Authors

Pawel Zagozdzon, Piotr Dorożyński, Przemysław Waszak, Adam Harasimowicz, Tomasz Dziubich

Read online

https://www.sciencedirect.com/science/article/pii/S0213616322000532

Abstract

Background and objectives

The potential role of antipsychotics in increasing cardiovascular risk of mortality is still debated. The aim of this study was to assess the death risk associated with sequences of first-generation antipsychotic (FGA) and second-generation antipsychotic (SGA) prescriptions, including clozapine and lithium, and drugs for cardiometabolic diseases.

Methods

We conducted a retrospective longitudinal analysis involving 84,881 patients who received antipsychotics between 2008 and 2012. Data on deaths were collected from the National Death Registry. The sequence creation was performed according to an algorithm that iterates prescriptions in chronological order and appends them to the end of the patient's prescription sequence.

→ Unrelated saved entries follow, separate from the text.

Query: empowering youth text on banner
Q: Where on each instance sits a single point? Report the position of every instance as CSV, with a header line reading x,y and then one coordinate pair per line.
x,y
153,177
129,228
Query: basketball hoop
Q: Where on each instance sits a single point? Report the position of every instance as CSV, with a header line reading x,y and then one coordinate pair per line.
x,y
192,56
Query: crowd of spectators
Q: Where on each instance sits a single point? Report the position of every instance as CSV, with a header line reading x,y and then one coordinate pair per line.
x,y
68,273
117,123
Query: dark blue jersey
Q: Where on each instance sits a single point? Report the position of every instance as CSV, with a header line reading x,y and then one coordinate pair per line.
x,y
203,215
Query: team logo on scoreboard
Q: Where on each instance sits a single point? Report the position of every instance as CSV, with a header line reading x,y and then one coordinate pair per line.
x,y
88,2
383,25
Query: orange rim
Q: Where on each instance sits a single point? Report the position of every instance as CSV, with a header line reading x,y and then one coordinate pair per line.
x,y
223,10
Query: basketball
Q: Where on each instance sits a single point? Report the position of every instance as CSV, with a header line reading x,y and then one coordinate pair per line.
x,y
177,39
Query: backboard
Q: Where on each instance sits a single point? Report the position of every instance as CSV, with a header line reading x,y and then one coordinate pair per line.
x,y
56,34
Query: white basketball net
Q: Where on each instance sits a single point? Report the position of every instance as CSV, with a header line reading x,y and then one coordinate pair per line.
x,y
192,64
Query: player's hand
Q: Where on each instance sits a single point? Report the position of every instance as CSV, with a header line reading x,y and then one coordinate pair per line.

Fuzzy set qualitative comparative analysis (FsQCA) was also used to produce causal combinations of conditions that best lead to survival.

Results

There were 1,095,518 antipsychotic prescriptions and 16,010 deaths among antipsychotic users. Among the reimbursement data, 85,272 drug sequences were identified. The most prevalent sequence consisted of FGA (69.1%). Subsequent groups consisted of FGA, followed by SGA (13.1%) and SGA-only (12.3%) sequences. The highest occurrence of death and cardiometabolic drug use after introducing antipsychotic treatment was observed for clozapine. The FsQCA analysis revealed the highest coverage for combinations of young age with FGA (40.6%) or with no cardiometabolic risk factors drug therapy (39.5%).

Conclusion

The sequence analysis suggests that clozapine is associated with an increased death risk compared to FGA and SGA.